Dirigindo-se aos ativistas progressistas, Lula destacou a necessidade de identificar os verdadeiros responsáveis pela crise socioeconômica global, que, segundo ele, são os bilionários que concentram a maior parte da riqueza. O presidente afirmou que esses "querem que as pessoas acreditem que qualquer um pode chegar lá", enquanto "alimentam a falácia da meritocracia, mas chutam a escada para que outros não tenham a mesma oportunidade de subir". Ele criticou que eles "pagam menos impostos ou nada, exploram o trabalhador, destroem a natureza, manipulam os algoritmos". Para Lula, a desigualdade não é um mero fato, mas uma decisão política, e o propósito progressista é "escolher a igualdade", estando sempre "ao lado do povo".
O presidente Lula reiterou suas críticas aos líderes dos países com assento permanente no Conselho de Segurança das Nações Unidas, referindo-se a eles como "senhores da guerra". Ele condenou os bilhões de dólares empregados em armamentos, recursos que, em sua visão, poderiam ser direcionados para erradicar a fome, solucionar a crise energética e garantir acesso universal à saúde.
Lula argumentou que o Sul Global arca com as consequências de conflitos que não provocou e de mudanças climáticas que não causou. Ele descreveu essa região como sendo "tratada como quintal das grandes potências, sufocado por tarifas abusivas e dívidas impagáveis", e que "volta a ser visto como mero fornecedor de matérias-primas". Para o presidente, ser progressista na esfera internacional significa "defender um multilateralismo reformado, defender que a paz faça prevalência sobre a força, é combate a fome e proteger o meio ambiente, é restituir a credibilidade da ONU, que foi corroída pela irresponsabilidade dos membros permanentes".
Em outro ponto de seu discurso, Lula alertou que a ameaça representada pela extrema-direita vai além da retórica, sendo uma realidade concreta.
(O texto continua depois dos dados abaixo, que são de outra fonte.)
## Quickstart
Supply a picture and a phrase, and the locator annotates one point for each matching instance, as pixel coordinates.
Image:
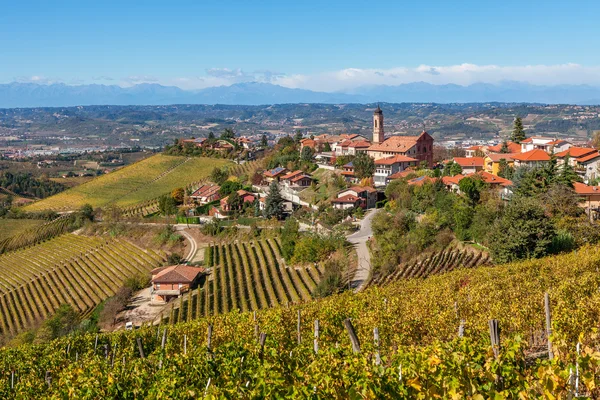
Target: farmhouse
(172, 281)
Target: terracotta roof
(401, 174)
(496, 157)
(360, 189)
(420, 181)
(469, 161)
(589, 157)
(398, 158)
(576, 152)
(176, 274)
(532, 155)
(349, 198)
(512, 147)
(581, 188)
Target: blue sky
(332, 45)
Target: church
(418, 147)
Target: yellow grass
(136, 183)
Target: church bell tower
(378, 134)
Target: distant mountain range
(253, 93)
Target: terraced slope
(70, 269)
(246, 276)
(136, 183)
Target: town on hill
(300, 248)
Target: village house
(531, 158)
(206, 194)
(491, 162)
(366, 194)
(274, 174)
(172, 281)
(469, 165)
(385, 167)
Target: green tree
(274, 202)
(524, 231)
(306, 154)
(518, 133)
(364, 166)
(219, 175)
(454, 169)
(471, 187)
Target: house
(469, 165)
(590, 197)
(511, 146)
(274, 174)
(347, 201)
(348, 173)
(172, 281)
(585, 161)
(366, 194)
(296, 179)
(491, 162)
(246, 197)
(384, 167)
(546, 144)
(206, 194)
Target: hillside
(136, 183)
(417, 321)
(70, 269)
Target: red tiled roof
(512, 147)
(581, 188)
(576, 152)
(176, 274)
(469, 161)
(398, 158)
(532, 155)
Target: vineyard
(69, 269)
(36, 234)
(246, 277)
(406, 344)
(133, 184)
(148, 207)
(443, 261)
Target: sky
(317, 45)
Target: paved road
(359, 240)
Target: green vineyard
(443, 261)
(246, 277)
(70, 269)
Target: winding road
(359, 240)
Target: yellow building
(491, 162)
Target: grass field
(133, 184)
(11, 227)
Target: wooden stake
(140, 348)
(376, 339)
(548, 324)
(352, 334)
(316, 341)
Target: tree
(518, 133)
(505, 170)
(274, 202)
(524, 231)
(455, 169)
(178, 194)
(471, 187)
(364, 166)
(306, 154)
(218, 175)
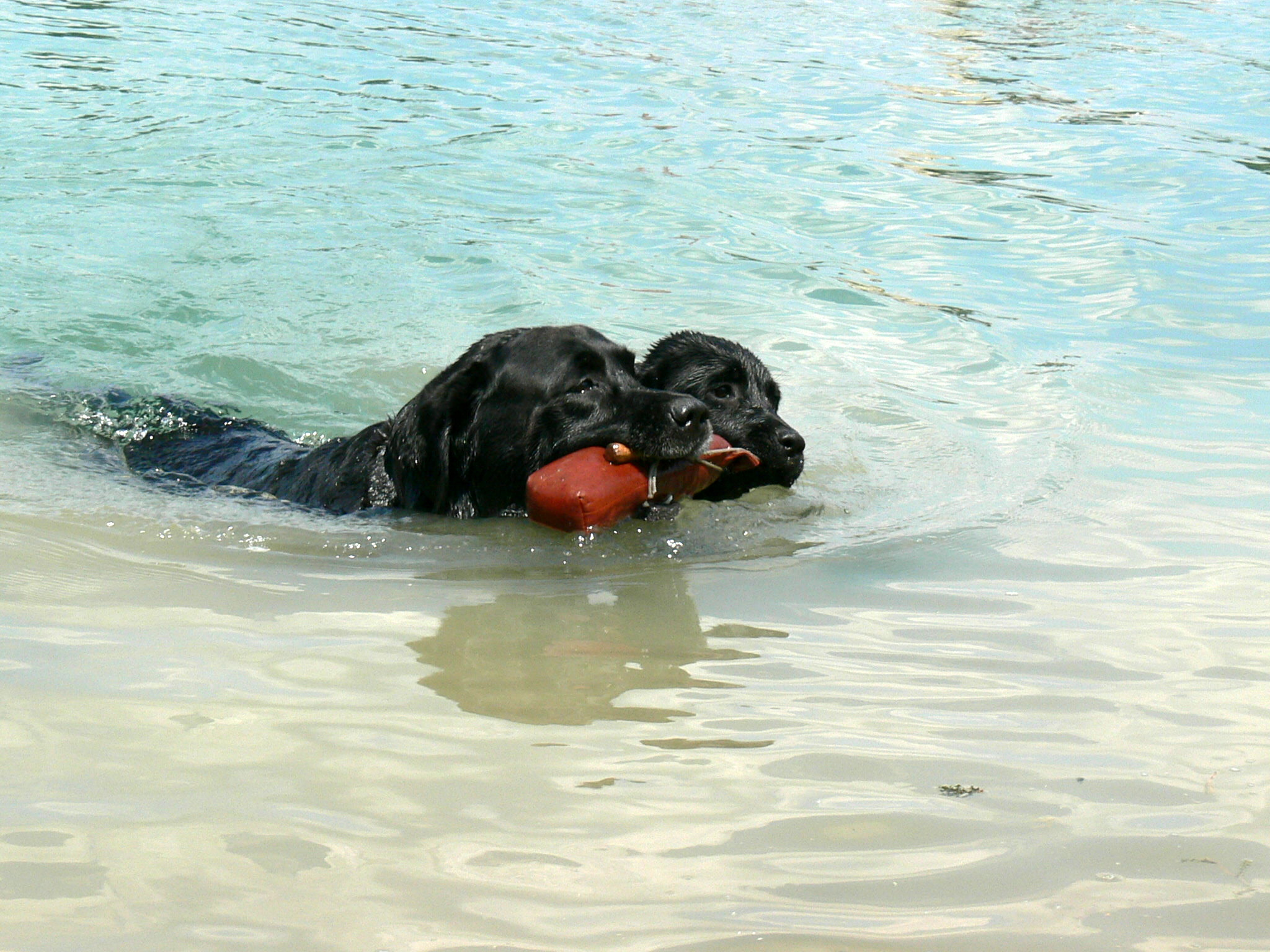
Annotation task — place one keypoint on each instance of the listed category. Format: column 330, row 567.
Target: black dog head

Ele citou o caso do Brasil, onde, segundo o presidente, a extrema-direita "planejou um golpe de Estado" e "orquestrou uma trama que previa tanques na rua e assassinatos do presidente eleito, do vice-presidente e do presidente da Justiça Eleitoral". Lula mencionou ainda que o "papa Leão XIV disse que a democracia corre o risco de se tornar uma máscara para o domínio das elites econômicas e tecnológicas", afirmando que o papel dos progressistas é "desmascarar essas forças, desmascarar aqueles que dizem estar do lado do povo, mas governam para os mais ricos".
O líder brasileiro sublinhou que a democracia não é um ponto de chegada, mas um processo contínuo que deve ser reafirmado diariamente, através da melhoria efetiva da vida das pessoas, para que não perca sua credibilidade.
Para Lula, não há democracia "quando um pai não sabe de onde tirar seu próximo de comida", nem "quando um neto perde seu avô na fila de um hospital". Ele também apontou a ausência de democracia "quando uma mãe passa horas em um ônibus lotado e não consegue dar um beijo de boa noite nos seus filhos", "quando alguém é discriminado pela cor de sua pele", ou "quando uma mulher morre apenas pelo fato de ser mulher". O presidente concluiu que é fundamental "substituir o desalento pelo sonho, o ódio pela esperança".
Após cumprir sua agenda na Espanha, o presidente Lula seguirá para a Alemanha neste domingo (19). Lá, ele participará da Hannover Messe, a maior feira global de inovação e tecnologia industrial, que nesta edição presta homenagem ao Brasil. Durante sua permanência na Alemanha, o presidente brasileiro também tem agendado um encontro com o chanceler Friedrich Merz.
A viagem europeia de Lula será finalizada no dia 21, com uma breve visita de Estado a Portugal. Em Lisboa, o presidente terá reuniões com o primeiro-ministro Luís Montenegro e com o presidente António José Seguro.